Hans Rothfels hat wieder Konjunktur. Lange Zeit waren Lebensgeschichte und wissenschaftliches Werk dieses wichtigen Historikers aus der Wahrnehmung der Geschichtswissenschaft verschwunden. Das hat sich geändert. Vor dem Hintergrund zweier Neuerscheinungen auf dem Buchmarkt1 fand am 30. Januar 2006 im Großen Senat der Eberhard Karls-Universität Tübingen eine Podiumsdiskussion über Hans Rothfels und die Grundlegung der westdeutschen Zeitgeschichte statt. Auf Einladung von Anselm Doering-Manteuffel, Direktor des Seminars für Zeitgeschichte, diskutierten Jan Eckel (Freiburg), Christoph Cornelißen (Kiel), Thomas Etzemüller (Oldenburg), Bernhard Mann (Tübingen) unter der Gesprächsleitung von Mathias Beer (Tübingen).

In seinen einführenden Bemerkungen schilderte Doering-Manteuffel die generationsspezifischen Erfahrungen der "jungen Wilhelminer", zu denen er Rothfels zählte. Ferner wies er auf die Verbindung von Geschichtswissenschaft und Gegenwart hin, die Rothfels als das zentrale Aufgabenfeld des Neuzeithistorikers ansah und zeigte damit die Bedeutung der Geschichtswissenschaft auf, die sie heute für unsere Gesellschaft unabdingbar macht. Aus dem Gegenwartsbezug der Geschichte leitete sich nicht zuletzt die Gründung des Seminars für Zeitgeschichte an der Universität Tübingen ab, das 1962 aus dem Zusammenwirken von Rothfels und dem Politikwissenschaftler Theodor Eschenburg entstand.

Mathias Beer (Tübingen) machte auf die Bedeutung des "Dreiecks Königsberg - Chicago - Tübingen" für die Grundlegung der westdeutschen Zeitgeschichte aufmerksam, die er anhand von Rothfels' programmatischem Aufsatz in den Vierteljahrsheften für Zeitgeschichte ‚Zeitgeschichte als Aufgabe' erläuterte. Die Aufgaben der Zeitgeschichte, so Rothfels, seien politisch, wissenschaftlich und staatsbürger-bildend. Beer betonte, dass die "Betroffenheit" des Historikers, d.h. seine Zeitgenossenschaft und der Umgang mit dieser, für Rothfels' Definition der Zeitgeschichte eine zentrale Rolle spielte. Rothfels' Biographie könne beispielhaft die Wurzeln der deutschen Zeitgeschichte bis in die Zeit des Ersten Weltkrieges offenlegen. Es mündeten, so Beer, "historiographisch gesehen, Pregel und Chicago River in den Neckar."

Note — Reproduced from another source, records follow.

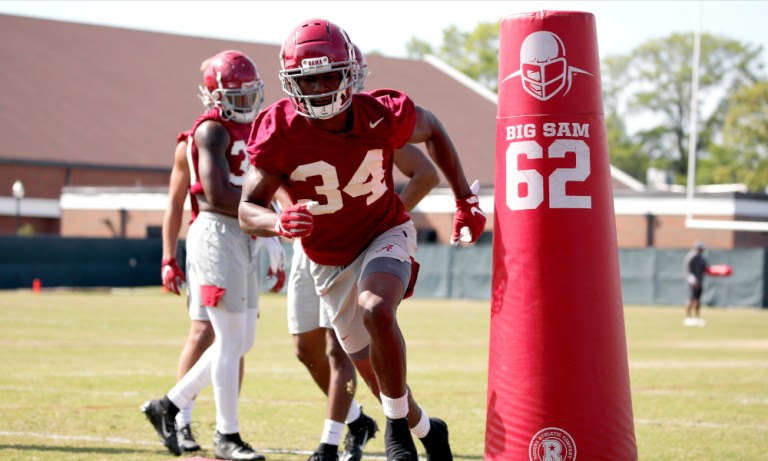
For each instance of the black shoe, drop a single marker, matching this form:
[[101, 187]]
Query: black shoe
[[359, 432], [186, 439], [398, 441], [232, 447], [325, 452], [436, 441], [164, 424]]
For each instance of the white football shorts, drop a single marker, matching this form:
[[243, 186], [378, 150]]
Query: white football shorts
[[338, 285], [222, 272], [304, 313]]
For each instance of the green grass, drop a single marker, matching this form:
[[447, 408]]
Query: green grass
[[75, 366]]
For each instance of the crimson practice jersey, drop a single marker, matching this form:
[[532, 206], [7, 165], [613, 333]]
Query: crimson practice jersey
[[237, 157], [186, 136], [349, 174]]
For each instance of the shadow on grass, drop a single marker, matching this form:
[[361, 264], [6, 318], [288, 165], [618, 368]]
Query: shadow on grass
[[92, 450]]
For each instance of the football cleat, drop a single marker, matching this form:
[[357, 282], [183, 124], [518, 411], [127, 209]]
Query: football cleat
[[359, 432], [319, 456], [398, 441], [233, 448], [164, 424], [186, 439], [436, 441]]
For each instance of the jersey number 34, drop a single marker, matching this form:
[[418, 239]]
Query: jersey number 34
[[367, 180]]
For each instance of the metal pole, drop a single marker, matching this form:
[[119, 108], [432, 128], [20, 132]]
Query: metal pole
[[693, 129], [18, 214]]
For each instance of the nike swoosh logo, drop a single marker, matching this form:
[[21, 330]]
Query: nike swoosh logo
[[476, 210], [166, 433]]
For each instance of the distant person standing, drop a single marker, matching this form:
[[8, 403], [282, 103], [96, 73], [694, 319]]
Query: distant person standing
[[695, 266]]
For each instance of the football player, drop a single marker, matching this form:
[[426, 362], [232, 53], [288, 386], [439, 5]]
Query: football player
[[315, 342], [333, 153], [222, 264]]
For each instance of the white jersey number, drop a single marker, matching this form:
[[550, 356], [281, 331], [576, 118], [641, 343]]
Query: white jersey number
[[534, 181], [359, 184], [238, 164]]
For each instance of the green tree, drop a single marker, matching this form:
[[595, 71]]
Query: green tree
[[474, 53], [625, 153], [651, 84], [658, 80], [743, 155]]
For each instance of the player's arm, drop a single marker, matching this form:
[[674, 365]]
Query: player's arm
[[212, 141], [177, 194], [431, 132], [257, 218], [171, 273], [421, 172], [468, 218]]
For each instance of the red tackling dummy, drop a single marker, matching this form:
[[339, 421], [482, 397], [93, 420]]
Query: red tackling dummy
[[719, 270], [558, 378]]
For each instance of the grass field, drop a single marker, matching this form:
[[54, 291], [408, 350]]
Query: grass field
[[76, 366]]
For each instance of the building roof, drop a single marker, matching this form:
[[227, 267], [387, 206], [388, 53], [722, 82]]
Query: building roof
[[92, 95]]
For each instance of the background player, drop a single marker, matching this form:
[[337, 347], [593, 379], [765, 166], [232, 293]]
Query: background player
[[223, 268], [337, 167], [201, 334], [315, 341]]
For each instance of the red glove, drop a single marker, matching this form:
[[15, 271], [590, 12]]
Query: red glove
[[276, 256], [295, 221], [173, 276], [279, 280], [468, 219]]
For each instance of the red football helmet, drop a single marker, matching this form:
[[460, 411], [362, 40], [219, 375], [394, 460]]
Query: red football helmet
[[318, 46], [233, 85], [362, 70]]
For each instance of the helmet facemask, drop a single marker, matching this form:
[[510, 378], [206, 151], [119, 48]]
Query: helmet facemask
[[341, 97], [232, 86]]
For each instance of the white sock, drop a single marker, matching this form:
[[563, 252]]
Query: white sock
[[355, 410], [395, 408], [421, 429], [332, 431], [184, 416]]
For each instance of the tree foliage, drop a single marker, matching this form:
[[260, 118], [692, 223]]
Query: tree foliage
[[650, 88], [658, 80], [743, 155], [474, 53]]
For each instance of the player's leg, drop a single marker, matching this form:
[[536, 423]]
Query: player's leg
[[380, 292], [199, 338], [228, 295], [383, 282], [341, 404]]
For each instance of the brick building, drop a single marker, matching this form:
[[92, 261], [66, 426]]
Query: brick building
[[90, 114]]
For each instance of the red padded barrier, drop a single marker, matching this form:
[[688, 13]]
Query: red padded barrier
[[558, 380]]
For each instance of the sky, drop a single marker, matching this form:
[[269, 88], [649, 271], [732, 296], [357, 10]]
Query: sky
[[386, 26]]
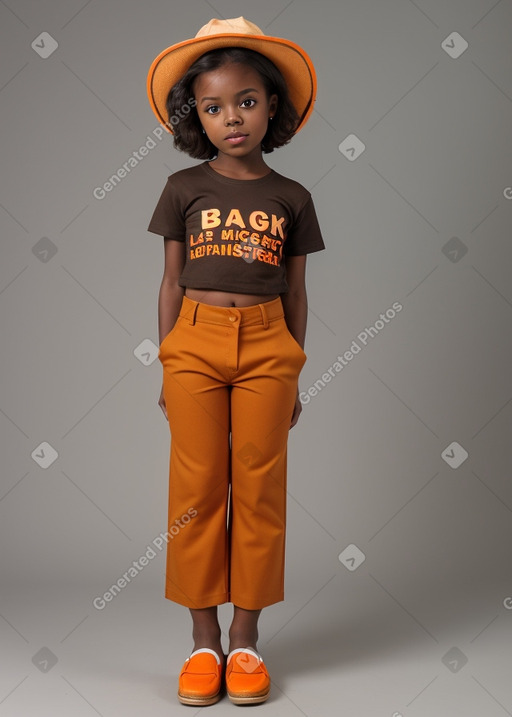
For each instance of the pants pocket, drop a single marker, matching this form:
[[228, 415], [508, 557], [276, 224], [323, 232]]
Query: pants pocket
[[168, 337]]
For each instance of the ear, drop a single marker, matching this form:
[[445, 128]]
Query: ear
[[272, 105]]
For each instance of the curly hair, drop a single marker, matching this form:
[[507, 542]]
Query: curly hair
[[184, 119]]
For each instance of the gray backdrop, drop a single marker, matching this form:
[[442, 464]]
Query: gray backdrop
[[398, 586]]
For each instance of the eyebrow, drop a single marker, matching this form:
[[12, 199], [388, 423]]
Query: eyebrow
[[238, 94]]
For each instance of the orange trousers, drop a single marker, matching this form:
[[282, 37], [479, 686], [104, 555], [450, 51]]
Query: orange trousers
[[230, 379]]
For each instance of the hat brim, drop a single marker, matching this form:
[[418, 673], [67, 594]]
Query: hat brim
[[294, 64]]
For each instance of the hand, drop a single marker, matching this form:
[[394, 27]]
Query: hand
[[296, 411], [161, 403]]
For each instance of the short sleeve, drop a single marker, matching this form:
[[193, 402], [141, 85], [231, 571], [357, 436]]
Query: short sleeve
[[168, 218], [304, 237]]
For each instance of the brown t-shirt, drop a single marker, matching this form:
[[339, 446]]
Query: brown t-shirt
[[236, 231]]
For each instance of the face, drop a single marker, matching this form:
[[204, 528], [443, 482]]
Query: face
[[234, 109]]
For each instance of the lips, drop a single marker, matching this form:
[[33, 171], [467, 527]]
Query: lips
[[235, 137]]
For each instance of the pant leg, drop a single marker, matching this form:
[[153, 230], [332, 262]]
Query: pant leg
[[262, 402], [197, 402]]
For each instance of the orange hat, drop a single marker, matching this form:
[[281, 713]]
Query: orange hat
[[295, 65]]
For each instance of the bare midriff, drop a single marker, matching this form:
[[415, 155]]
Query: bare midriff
[[227, 298]]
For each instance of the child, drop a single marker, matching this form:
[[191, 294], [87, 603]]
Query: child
[[232, 321]]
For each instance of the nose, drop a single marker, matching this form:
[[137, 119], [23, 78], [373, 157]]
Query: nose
[[232, 118]]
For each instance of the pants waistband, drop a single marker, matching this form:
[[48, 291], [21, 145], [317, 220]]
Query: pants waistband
[[228, 315]]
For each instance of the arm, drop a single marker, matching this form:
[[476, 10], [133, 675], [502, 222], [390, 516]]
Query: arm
[[295, 304], [170, 295]]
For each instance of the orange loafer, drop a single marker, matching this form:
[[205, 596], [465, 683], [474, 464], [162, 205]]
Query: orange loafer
[[200, 681], [247, 679]]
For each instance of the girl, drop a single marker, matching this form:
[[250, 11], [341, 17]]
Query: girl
[[232, 321]]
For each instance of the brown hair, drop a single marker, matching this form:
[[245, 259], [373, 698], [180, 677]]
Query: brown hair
[[184, 120]]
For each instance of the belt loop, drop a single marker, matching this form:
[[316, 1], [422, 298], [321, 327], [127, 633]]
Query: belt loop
[[194, 312], [264, 316]]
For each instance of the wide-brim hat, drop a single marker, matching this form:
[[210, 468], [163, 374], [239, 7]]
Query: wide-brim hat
[[293, 62]]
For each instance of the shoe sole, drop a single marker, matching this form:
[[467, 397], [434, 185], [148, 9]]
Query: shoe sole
[[248, 699], [199, 701]]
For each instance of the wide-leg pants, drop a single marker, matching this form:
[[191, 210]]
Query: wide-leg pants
[[230, 383]]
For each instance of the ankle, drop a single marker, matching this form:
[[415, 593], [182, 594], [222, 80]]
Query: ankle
[[243, 638]]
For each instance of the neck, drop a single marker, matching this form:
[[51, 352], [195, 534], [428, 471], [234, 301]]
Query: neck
[[250, 167]]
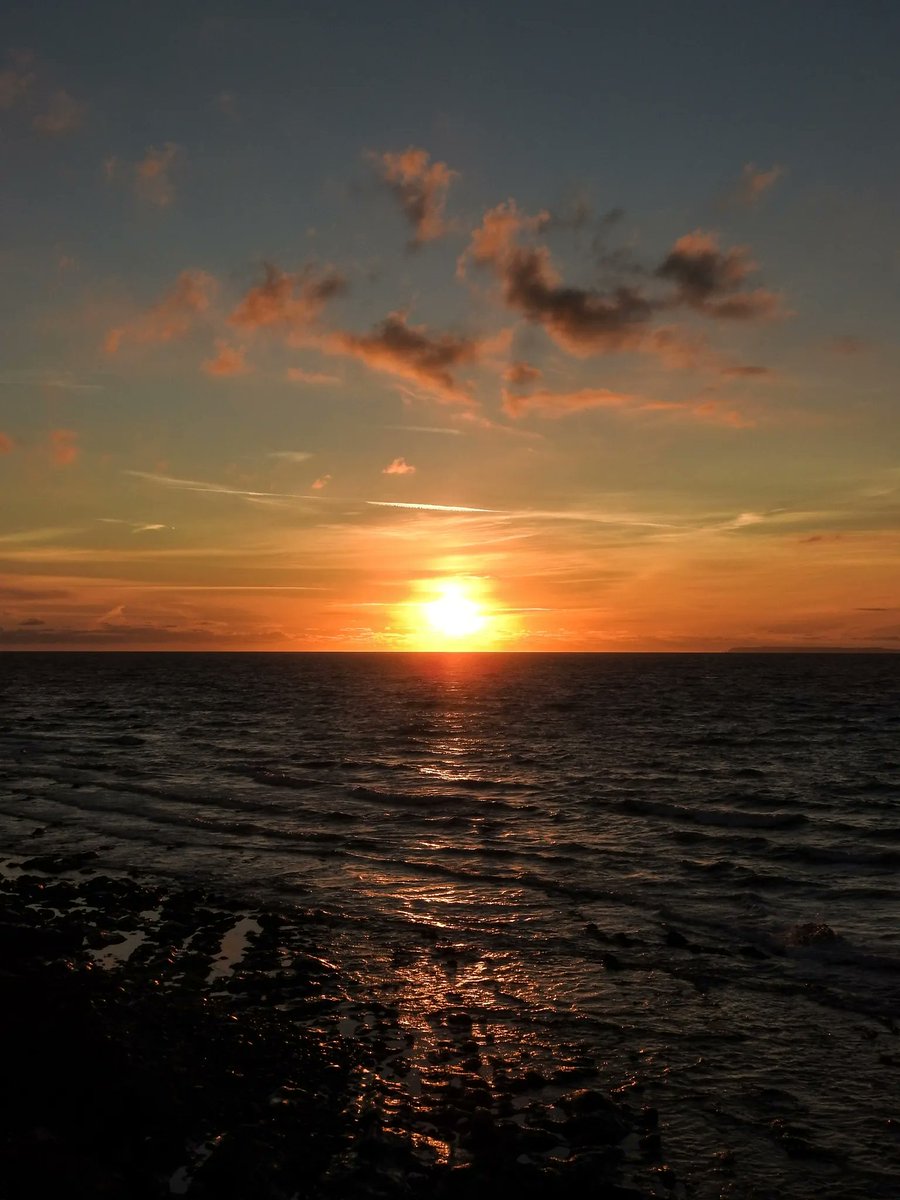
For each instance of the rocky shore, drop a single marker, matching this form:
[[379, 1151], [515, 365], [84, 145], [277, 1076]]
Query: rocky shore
[[165, 1042]]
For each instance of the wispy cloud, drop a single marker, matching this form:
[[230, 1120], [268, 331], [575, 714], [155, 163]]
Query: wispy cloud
[[754, 184], [153, 174], [414, 353], [399, 467], [291, 455], [288, 303], [171, 318], [420, 187], [426, 508], [425, 429], [228, 361], [61, 114], [315, 378], [64, 447], [198, 485]]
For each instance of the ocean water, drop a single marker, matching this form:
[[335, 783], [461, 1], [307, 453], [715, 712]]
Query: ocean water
[[683, 869]]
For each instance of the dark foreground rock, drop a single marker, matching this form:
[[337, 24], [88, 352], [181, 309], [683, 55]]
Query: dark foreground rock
[[161, 1044]]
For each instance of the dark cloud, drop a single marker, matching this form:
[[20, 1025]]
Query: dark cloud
[[582, 321], [413, 353], [286, 301], [709, 280]]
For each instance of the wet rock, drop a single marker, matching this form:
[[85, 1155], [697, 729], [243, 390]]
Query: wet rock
[[676, 940], [59, 864]]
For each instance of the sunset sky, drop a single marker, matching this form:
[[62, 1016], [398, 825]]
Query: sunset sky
[[313, 311]]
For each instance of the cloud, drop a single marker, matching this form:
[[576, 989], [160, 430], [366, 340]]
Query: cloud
[[414, 353], [753, 184], [420, 187], [521, 375], [291, 455], [136, 526], [64, 448], [555, 403], [153, 175], [847, 345], [297, 375], [198, 485], [425, 429], [582, 321], [228, 361], [171, 318], [399, 467], [61, 114], [288, 303], [16, 81], [425, 508], [227, 103], [747, 372], [709, 280]]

Jan Eckels (Freiburg) Vortrag bildete den Schwerpunkt der Veranstaltung. Er stellte das Wirken nach Rothfels' Rückkehr aus der Emigration in den Mittelpunkt - eine Phase außerordentlicher wissenschaftlicher Produktivität, die der Sechzigjährige in Tübingen entfaltete. Eckel näherte sich Rothfels in drei Schritten, indem er erstens das wissenschaftsorganisatorische Engagement aufzeigte, zweitens sein spezifisches Verständnis von Geschichtsschreibung analysierte und drittens auf die Bedeutung verwies, die Rothfels in der Entwicklung des Fachs nach 1945 einnahm. Eckels pointierter Vortrag machte das staatstragende Selbstverständnis von Rothfels sichtbar und zeigte die integrierende Wirkung des Emigranten für das Fach nach 1945 nachdrücklich. Damit veranschaulichte er den wissenschaftstheoretischen Ansatz einer "intellektuellen Biographie", wie er ihn in seiner Rothfels-Studie ausgeführt hat. Rothfels sah in der Konstellation des Kalten Krieges - dem Gegensatz von westlicher Demokratie und Kommunismus - das Definitionskriterium für die "Epoche" der Zeitgeschichte und dehnte diese zeitlich nach hinten aus, indem er den Ost-West Konflikt mit dem Jahr 1917 beginnen ließ. Auch die Epoche der Französischen Revolution und das Konfessionelle Zeitalter sah Rothfels nach Eckels Deutung durch den antagonistischen Gegensatz ideologischer Lager bestimmt. Eckel wies des weiteren darauf hin, dass solche Art intellektueller Rückprojektion auch Rothfels' historisches Denken und seine Arbeiten in den zwanziger Jahren angesichts der Weltkriegsniederlage und in den Dreißigern vor dem Hintergrund der Nationalitätenproblematik gekennzeichnet hatte.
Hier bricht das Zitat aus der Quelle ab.